聞き手:特に空撃を受けなかったのですか?
受けなかった。航空母艦ばかり狙われた、武蔵や大和は狙われなかった。全然、1発も弾が当たらない。運が良かった。爆弾も落とさない航空母艦〇?ですから大鳳、翔鶴、飛鷹、大型航空母艦の飛行機が全部やられていますね。武蔵は無傷です。狙われなかった。彼らの目標は母艦さえやればよかったと思いますよ。それがマリアナ海戦の戦闘経験といえば戦闘経験です。

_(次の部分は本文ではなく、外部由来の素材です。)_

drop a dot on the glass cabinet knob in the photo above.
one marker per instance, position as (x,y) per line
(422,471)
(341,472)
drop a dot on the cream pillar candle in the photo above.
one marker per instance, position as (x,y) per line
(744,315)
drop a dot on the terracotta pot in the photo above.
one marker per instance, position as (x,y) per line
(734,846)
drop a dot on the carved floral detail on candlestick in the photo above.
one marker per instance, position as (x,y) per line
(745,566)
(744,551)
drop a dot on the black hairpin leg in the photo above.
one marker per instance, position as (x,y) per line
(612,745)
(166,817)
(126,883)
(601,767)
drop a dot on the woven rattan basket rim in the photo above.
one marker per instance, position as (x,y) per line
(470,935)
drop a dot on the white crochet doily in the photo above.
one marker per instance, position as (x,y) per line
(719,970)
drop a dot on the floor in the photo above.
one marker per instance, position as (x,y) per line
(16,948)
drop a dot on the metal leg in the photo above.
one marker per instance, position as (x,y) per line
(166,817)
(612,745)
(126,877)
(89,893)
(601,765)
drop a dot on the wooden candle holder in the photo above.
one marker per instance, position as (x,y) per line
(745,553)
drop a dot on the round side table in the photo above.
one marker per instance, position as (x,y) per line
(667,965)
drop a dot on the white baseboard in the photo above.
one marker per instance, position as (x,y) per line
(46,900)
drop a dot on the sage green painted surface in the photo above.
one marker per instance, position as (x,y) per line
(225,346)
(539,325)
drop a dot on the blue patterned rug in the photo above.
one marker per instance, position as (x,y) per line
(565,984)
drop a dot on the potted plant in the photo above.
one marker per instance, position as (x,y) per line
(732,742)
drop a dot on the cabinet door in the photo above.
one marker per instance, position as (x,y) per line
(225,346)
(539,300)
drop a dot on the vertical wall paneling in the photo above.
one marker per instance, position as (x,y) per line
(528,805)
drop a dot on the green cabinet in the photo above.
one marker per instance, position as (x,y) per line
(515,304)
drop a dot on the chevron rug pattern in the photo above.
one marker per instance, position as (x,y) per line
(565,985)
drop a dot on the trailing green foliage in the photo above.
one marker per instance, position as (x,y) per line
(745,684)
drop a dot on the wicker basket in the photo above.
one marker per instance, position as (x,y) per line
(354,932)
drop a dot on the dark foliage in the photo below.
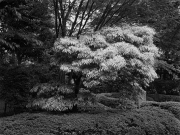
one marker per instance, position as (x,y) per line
(152,119)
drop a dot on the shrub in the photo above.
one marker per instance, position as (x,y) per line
(151,119)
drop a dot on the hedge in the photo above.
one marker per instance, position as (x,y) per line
(151,119)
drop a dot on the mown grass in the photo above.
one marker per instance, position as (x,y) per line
(151,119)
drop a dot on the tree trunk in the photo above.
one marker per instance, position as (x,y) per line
(77,82)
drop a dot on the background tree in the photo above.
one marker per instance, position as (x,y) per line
(25,28)
(73,17)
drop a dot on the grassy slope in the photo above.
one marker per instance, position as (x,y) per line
(151,119)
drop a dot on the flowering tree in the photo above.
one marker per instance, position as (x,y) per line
(108,55)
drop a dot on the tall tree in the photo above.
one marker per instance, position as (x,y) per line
(73,16)
(109,54)
(24,27)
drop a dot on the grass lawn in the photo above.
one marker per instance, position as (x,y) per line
(151,119)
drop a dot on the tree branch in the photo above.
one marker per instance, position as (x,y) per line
(76,17)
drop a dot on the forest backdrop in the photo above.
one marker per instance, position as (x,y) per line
(30,31)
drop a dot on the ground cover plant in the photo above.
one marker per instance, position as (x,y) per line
(152,118)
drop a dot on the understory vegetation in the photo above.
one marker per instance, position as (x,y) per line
(152,118)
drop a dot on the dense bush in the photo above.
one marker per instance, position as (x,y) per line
(16,82)
(152,119)
(169,87)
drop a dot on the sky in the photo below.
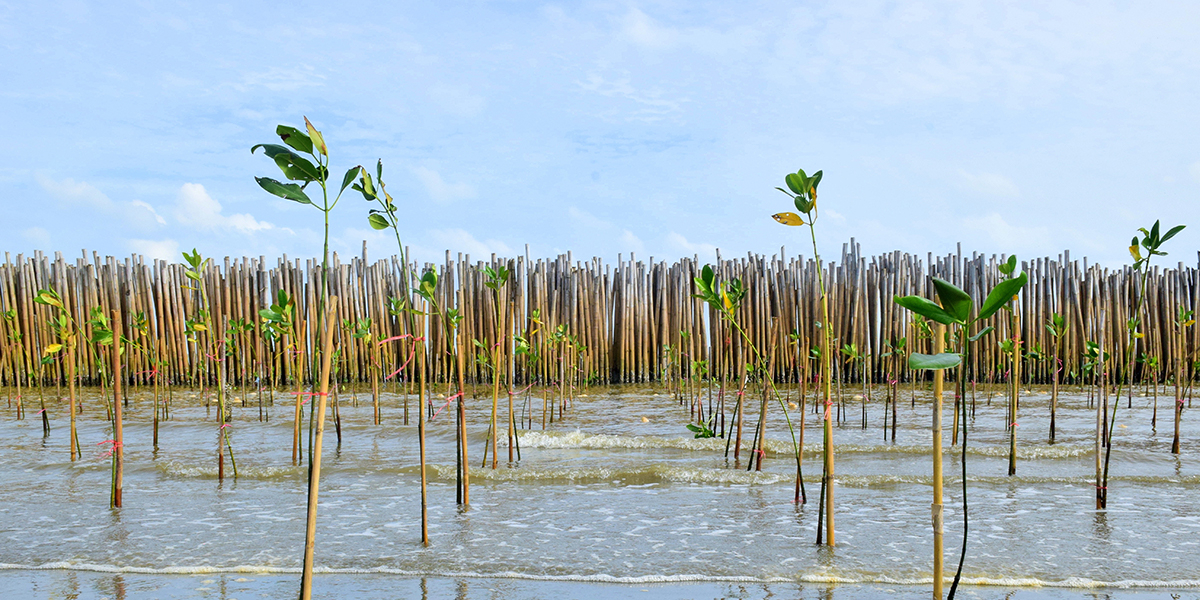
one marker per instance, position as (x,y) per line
(603,129)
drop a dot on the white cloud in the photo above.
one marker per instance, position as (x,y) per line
(1008,238)
(39,237)
(586,220)
(76,192)
(460,240)
(141,215)
(990,184)
(651,103)
(679,244)
(456,101)
(196,208)
(165,250)
(631,243)
(439,190)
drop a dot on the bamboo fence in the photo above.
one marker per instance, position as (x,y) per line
(634,321)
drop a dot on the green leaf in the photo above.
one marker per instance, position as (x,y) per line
(349,178)
(796,183)
(1001,294)
(1171,233)
(378,221)
(294,138)
(982,333)
(934,361)
(287,191)
(925,307)
(954,301)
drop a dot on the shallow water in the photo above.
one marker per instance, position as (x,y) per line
(615,497)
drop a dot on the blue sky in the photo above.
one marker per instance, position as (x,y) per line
(605,127)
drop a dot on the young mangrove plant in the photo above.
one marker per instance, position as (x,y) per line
(66,331)
(280,321)
(385,217)
(1151,243)
(1057,328)
(201,324)
(955,311)
(303,172)
(802,190)
(1183,319)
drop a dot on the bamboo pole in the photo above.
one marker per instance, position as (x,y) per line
(327,345)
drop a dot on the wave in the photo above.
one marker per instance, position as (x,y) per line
(178,469)
(846,579)
(579,439)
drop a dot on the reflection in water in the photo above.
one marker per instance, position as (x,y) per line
(601,496)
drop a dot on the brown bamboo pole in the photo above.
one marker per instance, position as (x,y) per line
(118,421)
(327,345)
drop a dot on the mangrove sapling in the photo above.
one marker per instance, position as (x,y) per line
(327,351)
(385,217)
(1150,379)
(1182,321)
(195,270)
(1012,347)
(955,310)
(280,319)
(1057,328)
(66,331)
(496,280)
(1151,240)
(804,195)
(726,299)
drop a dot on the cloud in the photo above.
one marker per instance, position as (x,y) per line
(456,101)
(586,220)
(439,190)
(39,237)
(79,193)
(631,243)
(460,240)
(990,184)
(163,250)
(141,215)
(196,208)
(679,244)
(651,103)
(1007,237)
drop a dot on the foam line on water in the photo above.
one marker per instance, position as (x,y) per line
(850,579)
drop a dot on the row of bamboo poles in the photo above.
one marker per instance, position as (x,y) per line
(628,322)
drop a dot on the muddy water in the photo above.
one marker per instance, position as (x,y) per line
(613,499)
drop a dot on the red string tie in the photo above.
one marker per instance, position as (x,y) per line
(444,406)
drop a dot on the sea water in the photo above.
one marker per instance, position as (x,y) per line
(615,499)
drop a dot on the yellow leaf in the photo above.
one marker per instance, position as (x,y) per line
(317,139)
(789,219)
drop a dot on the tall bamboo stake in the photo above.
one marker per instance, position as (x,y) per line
(327,353)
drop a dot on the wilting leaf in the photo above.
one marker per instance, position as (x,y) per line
(287,191)
(1001,294)
(789,219)
(318,141)
(954,301)
(925,307)
(934,361)
(377,221)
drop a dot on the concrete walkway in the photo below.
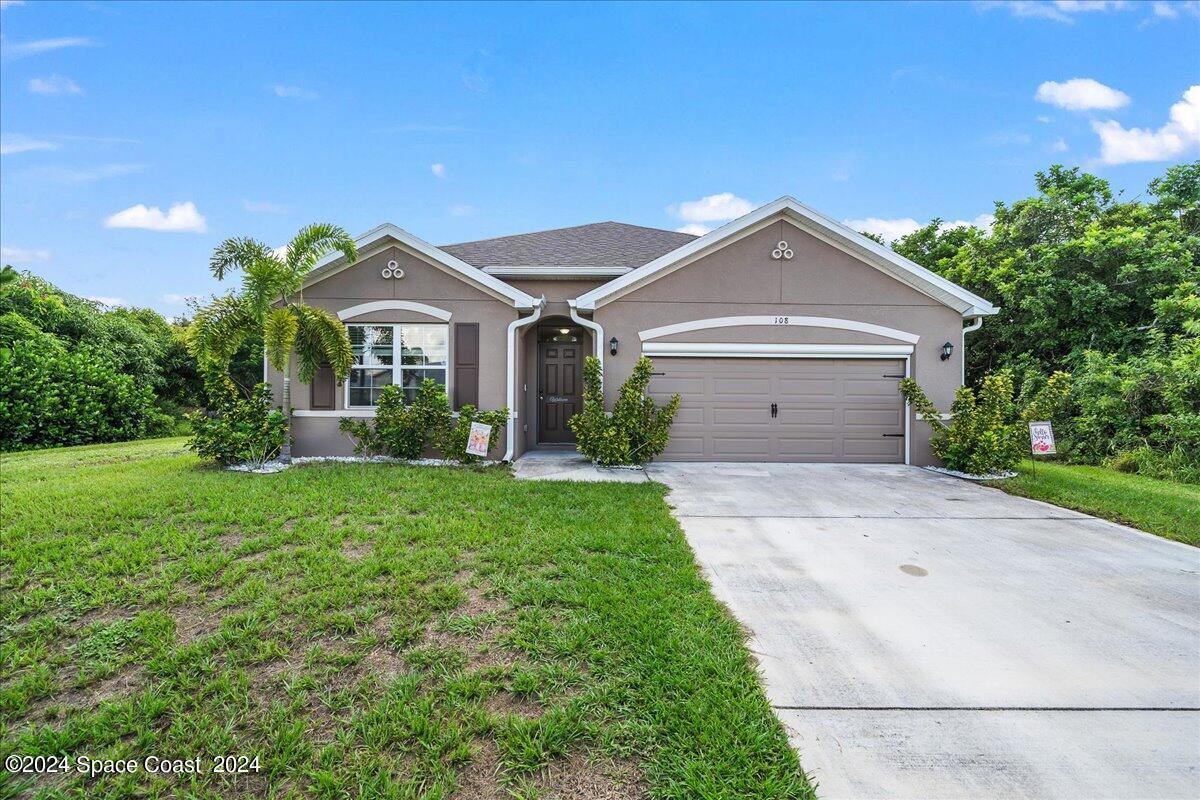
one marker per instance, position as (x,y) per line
(569,465)
(923,637)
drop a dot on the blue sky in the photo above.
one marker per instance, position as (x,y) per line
(137,137)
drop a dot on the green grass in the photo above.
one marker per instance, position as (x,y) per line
(367,630)
(1163,507)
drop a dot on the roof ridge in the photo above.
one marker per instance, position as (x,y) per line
(552,230)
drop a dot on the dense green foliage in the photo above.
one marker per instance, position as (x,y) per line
(408,429)
(367,631)
(76,372)
(637,429)
(988,429)
(1102,288)
(270,304)
(239,429)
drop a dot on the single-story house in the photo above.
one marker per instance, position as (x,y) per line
(784,331)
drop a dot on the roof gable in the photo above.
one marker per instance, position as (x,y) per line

聞き手:航空母艦が魚雷を受けたり、沈んだりするところを武蔵から見られたのですか?
見えない。遥かに、夜、水平線の向こうに炎が上がっているのを見られただけ。そして夜中に全速で突っ込んでいくと艦隊が行動したけど、米軍は逃げてしまったのが結果的に飛行機のない母艦、戦闘なんて意味ないからね。沖縄に引き返したの。それで武蔵のマリアナ海戦は終わり。
レイテ沖海戦
聞き手:そのあとに参加されたのは?
7月に横須賀に帰って、武蔵というのは大きな砲で相手の船を沈めるのが目的でしょ。ところが戦争が変わって航空母艦になってきたから結局、蜂の巣のように機関砲を改造して、機銃を120台くらいつけたり、レーダーをつけたりして、シンガポール南のリンガ泊地に艦隊が集結して、そこに行って猛訓練ですね。飛行機の応援のない戦闘に。毎日毎日訓練をして、終わったときに台湾沖航空戦が始まり、マッカーサーがレイテに上がってきましたね。そこで、捷一号作戦が発令されて、リンガにいる艦隊が全部出撃を開始するんですね。それが10月18日。20日にブルネイに入りまして。それがレイテに突っ込んでいくわけですね。大和と武蔵の艦隊と西村艦隊が、レイテに上がってきた米軍の大艦隊を迎えるために。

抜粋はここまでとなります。